Lifestyle
Painful sex? Broken vaginas? This underground zine normalizes the taboo
One night as she was lying in bed, Becky Feldman wondered, “Do I remember how to have sex?”
It had been at least a decade since the L.A.-based writer and performer tried to have intercourse. She had avoided it throughout her 20s for a few reasons: 1) She thought dating or being in a heterosexual relationship meant that she had to have penetrative sex, which wasn’t an option for her because it was too painful. 2) Several doctors had brushed off her pain, telling her that she just needed to relax. (After years of being misdiagnosed, she learned that she had a condition known as vulvodynia (a general term for chronic pain around the vulva). 3) All of the above weighed heavily on her self-esteem and confidence.

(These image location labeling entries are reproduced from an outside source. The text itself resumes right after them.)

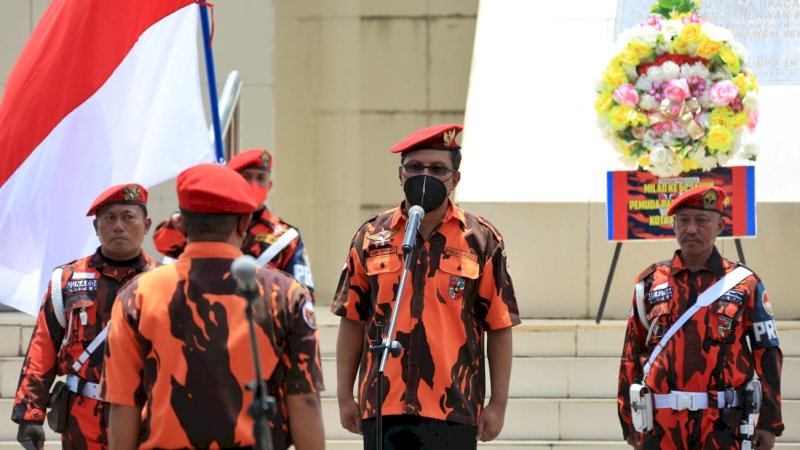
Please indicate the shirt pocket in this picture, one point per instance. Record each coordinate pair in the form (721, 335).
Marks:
(660, 319)
(723, 319)
(81, 320)
(385, 271)
(457, 279)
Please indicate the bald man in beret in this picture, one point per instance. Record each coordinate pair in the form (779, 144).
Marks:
(68, 338)
(714, 381)
(178, 354)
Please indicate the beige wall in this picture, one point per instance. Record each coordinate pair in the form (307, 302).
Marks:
(330, 86)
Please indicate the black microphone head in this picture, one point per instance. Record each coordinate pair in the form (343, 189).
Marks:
(416, 209)
(244, 268)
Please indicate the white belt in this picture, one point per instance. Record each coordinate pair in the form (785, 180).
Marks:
(680, 400)
(91, 390)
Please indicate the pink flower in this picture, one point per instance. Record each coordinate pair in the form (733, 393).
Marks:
(626, 95)
(752, 120)
(677, 90)
(723, 92)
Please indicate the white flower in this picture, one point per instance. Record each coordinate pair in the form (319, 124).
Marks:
(648, 103)
(708, 163)
(751, 151)
(750, 100)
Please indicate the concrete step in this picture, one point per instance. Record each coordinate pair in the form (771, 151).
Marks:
(526, 419)
(560, 419)
(571, 377)
(539, 337)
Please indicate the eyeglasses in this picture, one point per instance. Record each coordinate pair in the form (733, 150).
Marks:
(415, 168)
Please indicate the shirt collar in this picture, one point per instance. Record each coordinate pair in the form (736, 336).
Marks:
(713, 264)
(399, 217)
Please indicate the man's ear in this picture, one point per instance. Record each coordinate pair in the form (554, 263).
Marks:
(244, 222)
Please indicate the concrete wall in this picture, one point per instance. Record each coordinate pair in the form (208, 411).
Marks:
(331, 86)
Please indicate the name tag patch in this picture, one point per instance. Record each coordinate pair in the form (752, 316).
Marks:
(659, 295)
(75, 286)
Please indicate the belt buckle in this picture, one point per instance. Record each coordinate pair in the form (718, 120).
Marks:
(683, 401)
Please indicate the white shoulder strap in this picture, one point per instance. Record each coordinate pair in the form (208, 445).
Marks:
(708, 296)
(285, 239)
(91, 348)
(639, 289)
(57, 296)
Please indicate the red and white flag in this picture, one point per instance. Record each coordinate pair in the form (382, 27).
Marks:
(105, 92)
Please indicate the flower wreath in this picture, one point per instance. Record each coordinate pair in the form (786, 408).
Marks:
(679, 95)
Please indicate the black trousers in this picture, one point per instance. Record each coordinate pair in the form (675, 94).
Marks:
(409, 432)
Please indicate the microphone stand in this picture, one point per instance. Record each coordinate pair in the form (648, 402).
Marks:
(386, 345)
(263, 405)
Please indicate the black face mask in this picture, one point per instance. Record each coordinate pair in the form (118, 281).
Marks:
(425, 191)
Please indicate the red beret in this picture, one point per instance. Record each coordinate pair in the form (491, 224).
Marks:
(214, 189)
(259, 158)
(126, 194)
(706, 198)
(438, 137)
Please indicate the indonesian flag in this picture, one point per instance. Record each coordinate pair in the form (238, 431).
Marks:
(105, 92)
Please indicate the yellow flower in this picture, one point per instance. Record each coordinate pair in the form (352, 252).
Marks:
(742, 83)
(722, 116)
(730, 58)
(692, 34)
(739, 119)
(642, 50)
(614, 75)
(680, 46)
(689, 164)
(719, 139)
(708, 48)
(620, 116)
(603, 103)
(629, 57)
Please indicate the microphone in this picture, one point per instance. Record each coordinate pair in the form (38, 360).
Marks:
(243, 270)
(415, 215)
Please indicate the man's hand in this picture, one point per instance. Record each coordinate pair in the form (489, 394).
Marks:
(765, 440)
(31, 435)
(490, 423)
(349, 415)
(635, 440)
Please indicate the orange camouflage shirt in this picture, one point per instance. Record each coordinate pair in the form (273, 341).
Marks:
(89, 286)
(263, 231)
(710, 353)
(458, 288)
(179, 348)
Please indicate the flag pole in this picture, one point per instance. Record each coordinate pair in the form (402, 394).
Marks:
(212, 83)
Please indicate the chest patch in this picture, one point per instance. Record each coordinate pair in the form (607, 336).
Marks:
(456, 290)
(660, 293)
(733, 297)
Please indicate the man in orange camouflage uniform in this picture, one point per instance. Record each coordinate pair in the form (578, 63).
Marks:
(178, 355)
(87, 290)
(458, 290)
(267, 234)
(709, 354)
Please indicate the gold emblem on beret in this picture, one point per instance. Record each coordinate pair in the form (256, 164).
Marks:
(265, 159)
(710, 198)
(448, 137)
(132, 193)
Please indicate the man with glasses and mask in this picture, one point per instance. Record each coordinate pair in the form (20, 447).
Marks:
(269, 239)
(458, 290)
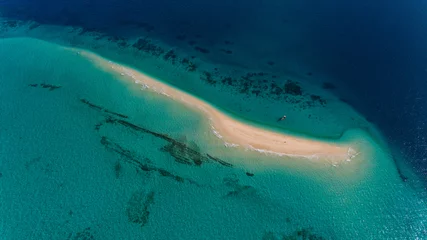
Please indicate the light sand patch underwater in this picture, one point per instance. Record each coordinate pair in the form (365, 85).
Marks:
(233, 132)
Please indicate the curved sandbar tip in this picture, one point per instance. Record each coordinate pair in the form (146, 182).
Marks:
(231, 131)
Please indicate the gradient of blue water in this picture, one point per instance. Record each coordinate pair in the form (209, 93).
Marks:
(374, 52)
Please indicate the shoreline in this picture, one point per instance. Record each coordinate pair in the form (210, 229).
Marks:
(231, 131)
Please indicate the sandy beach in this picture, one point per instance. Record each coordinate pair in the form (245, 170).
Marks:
(231, 131)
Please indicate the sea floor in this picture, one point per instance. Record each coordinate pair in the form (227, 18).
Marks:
(87, 156)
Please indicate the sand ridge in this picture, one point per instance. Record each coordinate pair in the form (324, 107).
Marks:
(232, 132)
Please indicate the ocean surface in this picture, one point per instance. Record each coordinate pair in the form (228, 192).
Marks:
(85, 155)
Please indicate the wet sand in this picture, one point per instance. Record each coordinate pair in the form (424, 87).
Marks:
(233, 132)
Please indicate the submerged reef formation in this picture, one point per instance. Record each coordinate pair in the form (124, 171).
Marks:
(301, 234)
(44, 85)
(181, 151)
(138, 206)
(86, 234)
(268, 85)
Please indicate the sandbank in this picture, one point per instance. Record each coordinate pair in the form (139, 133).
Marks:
(233, 132)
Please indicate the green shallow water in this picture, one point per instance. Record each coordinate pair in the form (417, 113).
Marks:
(72, 170)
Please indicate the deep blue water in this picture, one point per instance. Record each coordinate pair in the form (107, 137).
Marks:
(373, 51)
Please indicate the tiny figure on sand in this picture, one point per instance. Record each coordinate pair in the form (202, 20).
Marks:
(282, 118)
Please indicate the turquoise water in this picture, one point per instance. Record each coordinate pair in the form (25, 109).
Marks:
(84, 156)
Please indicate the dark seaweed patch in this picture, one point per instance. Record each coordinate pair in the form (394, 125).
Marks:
(328, 85)
(131, 157)
(220, 161)
(316, 98)
(226, 51)
(401, 175)
(301, 234)
(116, 114)
(181, 37)
(202, 50)
(101, 109)
(117, 169)
(207, 76)
(226, 42)
(44, 85)
(83, 235)
(120, 41)
(148, 47)
(10, 23)
(138, 206)
(293, 88)
(237, 188)
(190, 66)
(181, 151)
(170, 55)
(34, 26)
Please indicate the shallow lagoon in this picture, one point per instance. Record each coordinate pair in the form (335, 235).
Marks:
(69, 170)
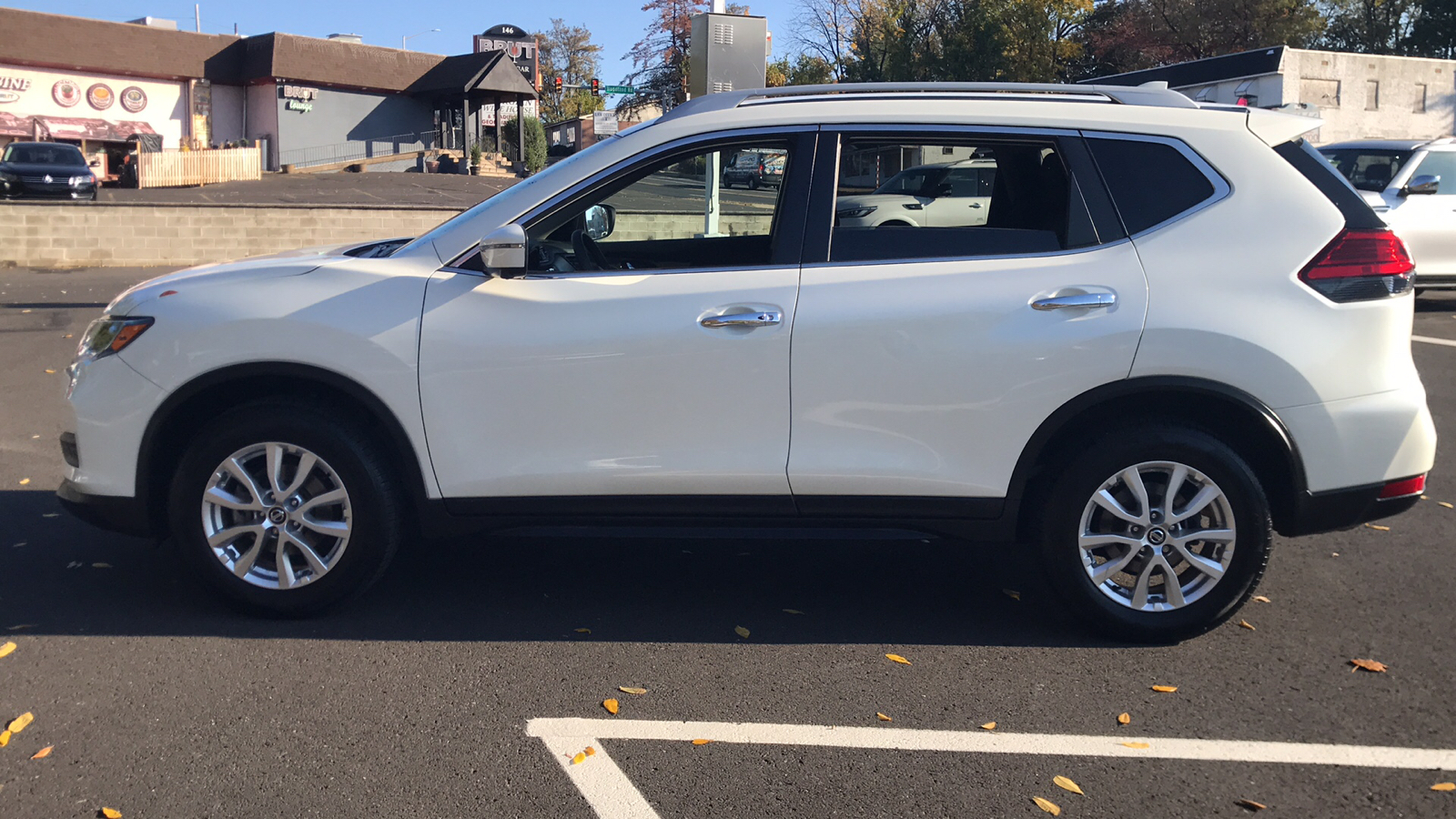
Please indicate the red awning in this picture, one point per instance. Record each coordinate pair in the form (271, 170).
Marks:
(98, 130)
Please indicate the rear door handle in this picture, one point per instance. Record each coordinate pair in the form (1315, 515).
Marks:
(1079, 300)
(762, 318)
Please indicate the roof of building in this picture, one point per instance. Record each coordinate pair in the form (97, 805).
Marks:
(1200, 72)
(80, 44)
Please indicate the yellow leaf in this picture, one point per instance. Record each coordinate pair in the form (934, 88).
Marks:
(1067, 784)
(1369, 665)
(1048, 806)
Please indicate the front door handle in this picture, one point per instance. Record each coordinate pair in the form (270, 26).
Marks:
(762, 318)
(1079, 300)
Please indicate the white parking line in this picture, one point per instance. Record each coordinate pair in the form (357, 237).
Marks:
(613, 796)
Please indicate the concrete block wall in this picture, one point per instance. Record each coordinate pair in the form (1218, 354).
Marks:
(108, 235)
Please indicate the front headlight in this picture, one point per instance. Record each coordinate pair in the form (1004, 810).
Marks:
(109, 334)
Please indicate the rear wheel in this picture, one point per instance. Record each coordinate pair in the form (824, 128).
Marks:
(1155, 535)
(286, 511)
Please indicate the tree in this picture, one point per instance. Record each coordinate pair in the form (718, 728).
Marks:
(568, 53)
(535, 142)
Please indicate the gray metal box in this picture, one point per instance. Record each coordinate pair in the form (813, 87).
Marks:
(728, 53)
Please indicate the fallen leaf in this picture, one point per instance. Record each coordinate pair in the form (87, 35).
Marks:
(1067, 784)
(1369, 665)
(1046, 804)
(18, 724)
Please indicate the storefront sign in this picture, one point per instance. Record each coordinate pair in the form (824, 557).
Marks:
(133, 99)
(66, 94)
(99, 96)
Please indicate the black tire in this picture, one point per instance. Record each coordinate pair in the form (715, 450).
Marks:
(376, 503)
(1060, 523)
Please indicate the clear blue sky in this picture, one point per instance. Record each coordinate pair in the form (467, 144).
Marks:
(616, 25)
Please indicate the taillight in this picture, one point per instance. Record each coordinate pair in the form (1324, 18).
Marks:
(1359, 266)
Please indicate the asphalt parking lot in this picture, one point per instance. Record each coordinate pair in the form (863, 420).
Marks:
(468, 681)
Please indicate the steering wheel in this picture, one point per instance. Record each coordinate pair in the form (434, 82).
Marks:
(589, 256)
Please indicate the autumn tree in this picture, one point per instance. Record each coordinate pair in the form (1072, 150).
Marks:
(568, 53)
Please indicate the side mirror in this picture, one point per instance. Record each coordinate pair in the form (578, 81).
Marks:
(601, 222)
(502, 251)
(1423, 184)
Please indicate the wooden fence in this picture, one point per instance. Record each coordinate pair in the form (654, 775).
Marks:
(179, 167)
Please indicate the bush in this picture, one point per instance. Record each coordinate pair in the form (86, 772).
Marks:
(535, 142)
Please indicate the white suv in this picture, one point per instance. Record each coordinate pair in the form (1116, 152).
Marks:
(1176, 329)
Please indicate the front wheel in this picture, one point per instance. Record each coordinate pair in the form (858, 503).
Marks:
(1155, 535)
(284, 509)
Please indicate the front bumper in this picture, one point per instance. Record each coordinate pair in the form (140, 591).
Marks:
(114, 513)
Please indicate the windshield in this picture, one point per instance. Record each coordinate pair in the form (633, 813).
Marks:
(1368, 169)
(44, 155)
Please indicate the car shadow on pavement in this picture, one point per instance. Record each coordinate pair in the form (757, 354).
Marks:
(62, 576)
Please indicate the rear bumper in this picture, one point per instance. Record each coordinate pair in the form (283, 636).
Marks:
(114, 513)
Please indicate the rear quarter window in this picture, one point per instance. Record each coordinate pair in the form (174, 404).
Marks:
(1150, 182)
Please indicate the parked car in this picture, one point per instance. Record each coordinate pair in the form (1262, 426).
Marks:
(1177, 331)
(46, 169)
(1411, 184)
(956, 194)
(754, 169)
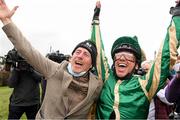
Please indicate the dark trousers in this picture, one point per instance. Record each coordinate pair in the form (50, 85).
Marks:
(15, 112)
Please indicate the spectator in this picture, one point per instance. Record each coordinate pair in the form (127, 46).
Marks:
(71, 88)
(25, 97)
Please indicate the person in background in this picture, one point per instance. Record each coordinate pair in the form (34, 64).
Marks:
(71, 87)
(172, 91)
(24, 80)
(126, 95)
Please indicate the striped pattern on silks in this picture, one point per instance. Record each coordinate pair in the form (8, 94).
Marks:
(116, 100)
(102, 66)
(160, 69)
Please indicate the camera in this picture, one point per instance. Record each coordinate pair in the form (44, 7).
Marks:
(141, 71)
(17, 61)
(57, 57)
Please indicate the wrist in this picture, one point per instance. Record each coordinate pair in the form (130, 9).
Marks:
(6, 21)
(175, 11)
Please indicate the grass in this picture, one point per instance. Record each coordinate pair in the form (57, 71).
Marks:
(5, 93)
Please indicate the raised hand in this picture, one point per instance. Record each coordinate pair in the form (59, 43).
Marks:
(5, 12)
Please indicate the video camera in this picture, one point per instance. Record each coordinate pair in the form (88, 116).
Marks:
(57, 57)
(17, 61)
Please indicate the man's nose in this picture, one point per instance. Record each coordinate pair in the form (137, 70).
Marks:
(122, 57)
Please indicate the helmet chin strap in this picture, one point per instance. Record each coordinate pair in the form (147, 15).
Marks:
(126, 77)
(69, 69)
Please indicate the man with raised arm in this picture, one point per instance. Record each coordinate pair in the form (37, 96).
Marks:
(126, 95)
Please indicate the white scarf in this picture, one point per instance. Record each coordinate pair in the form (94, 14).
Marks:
(69, 69)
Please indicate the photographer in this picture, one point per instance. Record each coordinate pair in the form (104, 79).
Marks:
(56, 57)
(25, 97)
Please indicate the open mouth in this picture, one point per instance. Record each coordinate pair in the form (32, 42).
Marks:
(122, 65)
(78, 63)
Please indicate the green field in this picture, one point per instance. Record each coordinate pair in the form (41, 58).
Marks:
(5, 93)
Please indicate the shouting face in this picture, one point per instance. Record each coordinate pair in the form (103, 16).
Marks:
(124, 63)
(81, 60)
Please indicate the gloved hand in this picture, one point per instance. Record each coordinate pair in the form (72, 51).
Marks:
(97, 11)
(175, 11)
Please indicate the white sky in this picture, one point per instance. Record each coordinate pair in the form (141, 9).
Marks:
(64, 23)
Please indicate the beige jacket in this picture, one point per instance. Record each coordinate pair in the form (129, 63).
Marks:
(55, 101)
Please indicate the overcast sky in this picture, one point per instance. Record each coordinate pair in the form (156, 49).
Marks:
(61, 24)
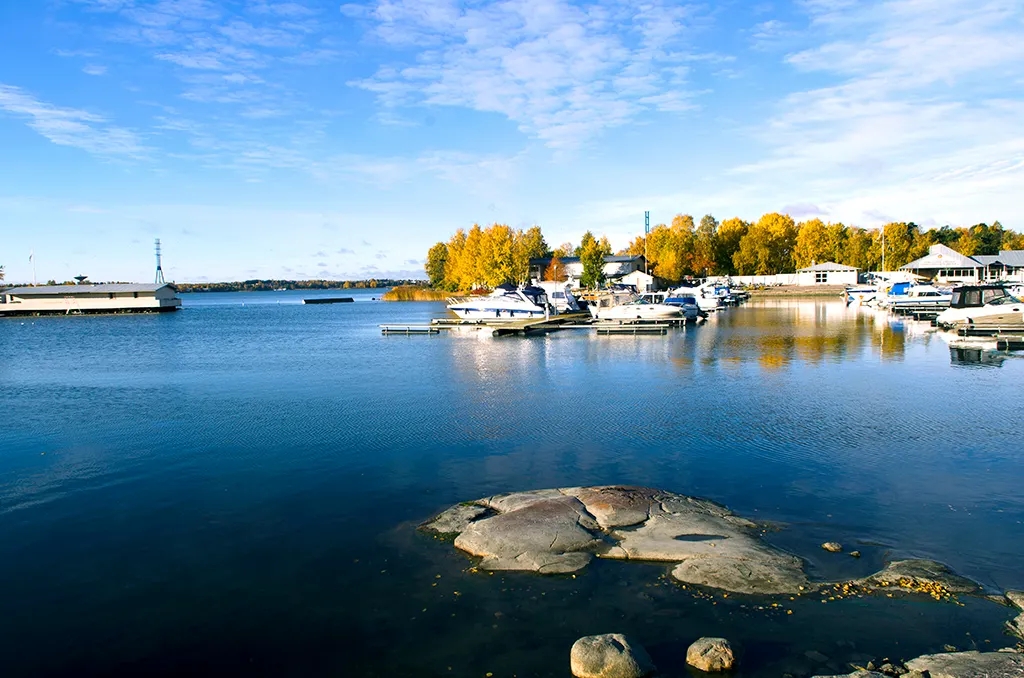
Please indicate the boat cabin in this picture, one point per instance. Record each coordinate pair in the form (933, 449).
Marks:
(976, 296)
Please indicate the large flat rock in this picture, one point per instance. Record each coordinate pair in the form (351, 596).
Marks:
(559, 531)
(921, 576)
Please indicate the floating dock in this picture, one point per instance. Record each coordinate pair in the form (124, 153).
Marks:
(530, 327)
(89, 298)
(329, 300)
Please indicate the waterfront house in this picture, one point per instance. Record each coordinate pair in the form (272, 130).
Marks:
(827, 272)
(944, 264)
(102, 298)
(615, 266)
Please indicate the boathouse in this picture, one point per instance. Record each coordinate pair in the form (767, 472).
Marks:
(827, 272)
(102, 298)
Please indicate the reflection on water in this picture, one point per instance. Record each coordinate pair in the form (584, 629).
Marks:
(238, 485)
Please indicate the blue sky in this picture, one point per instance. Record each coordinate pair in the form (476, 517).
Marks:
(321, 139)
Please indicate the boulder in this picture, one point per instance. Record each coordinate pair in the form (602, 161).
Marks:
(970, 665)
(559, 531)
(551, 535)
(711, 654)
(609, 655)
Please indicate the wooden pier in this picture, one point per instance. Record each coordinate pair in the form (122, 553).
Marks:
(531, 327)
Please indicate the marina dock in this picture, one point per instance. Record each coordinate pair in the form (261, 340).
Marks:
(89, 298)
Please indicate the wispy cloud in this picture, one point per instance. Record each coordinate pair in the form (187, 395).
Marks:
(920, 113)
(71, 127)
(563, 72)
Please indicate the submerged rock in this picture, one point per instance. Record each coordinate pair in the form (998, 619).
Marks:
(609, 655)
(711, 654)
(559, 531)
(1017, 626)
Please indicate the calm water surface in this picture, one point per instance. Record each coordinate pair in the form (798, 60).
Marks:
(235, 488)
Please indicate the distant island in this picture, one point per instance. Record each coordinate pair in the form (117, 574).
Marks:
(275, 285)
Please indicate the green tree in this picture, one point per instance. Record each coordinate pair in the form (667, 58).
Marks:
(899, 243)
(528, 245)
(592, 253)
(454, 263)
(767, 247)
(859, 250)
(436, 261)
(730, 232)
(812, 246)
(705, 246)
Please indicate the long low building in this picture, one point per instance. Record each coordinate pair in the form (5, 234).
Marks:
(77, 299)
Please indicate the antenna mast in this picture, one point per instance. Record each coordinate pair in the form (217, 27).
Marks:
(160, 270)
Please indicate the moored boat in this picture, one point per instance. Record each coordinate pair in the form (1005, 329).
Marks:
(507, 302)
(981, 305)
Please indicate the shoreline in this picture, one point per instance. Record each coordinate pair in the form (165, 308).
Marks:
(799, 291)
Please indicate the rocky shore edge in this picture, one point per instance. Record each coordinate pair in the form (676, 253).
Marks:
(562, 530)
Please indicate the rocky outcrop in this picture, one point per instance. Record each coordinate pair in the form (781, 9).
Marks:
(920, 576)
(711, 654)
(609, 655)
(1004, 664)
(559, 531)
(970, 665)
(1017, 626)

When Feldman turned 30, she realized that she didn’t want to spend the rest of her life closing herself off from intimacy and pleasure. That’s when she decided to take the advice of her sex therapist and connect with a high-class male escort, she said.
The night didn’t turn out exactly as she’d hoped. She and the guy made out but didn’t have sex. Her takeaway from the experience? For the first time, she was able to confidently tell a potential sex partner about her condition. Not only did he believe her, he tried to understand her pain unlike her previous partners or her doctors.
This is just one of the intimate stories featured in Opening Up, a zine created by grassroots organization Tight Lipped, which advocates for people with chronic vulvovaginal and pelvic pain. The 80-page zine, which was first published in 2020, is filled with art illustrations, Q&A interviews, handwritten letters and poems from people living with conditions including vulvodynia, vestibulodynia (a form of vulvodynia and a general term for pain in the vestibule), pelvic-floor dysfunction (when the pelvic floor muscles function abnormally) and vulvar lichen sclerosus (a skin condition that primarily affects the genital skin).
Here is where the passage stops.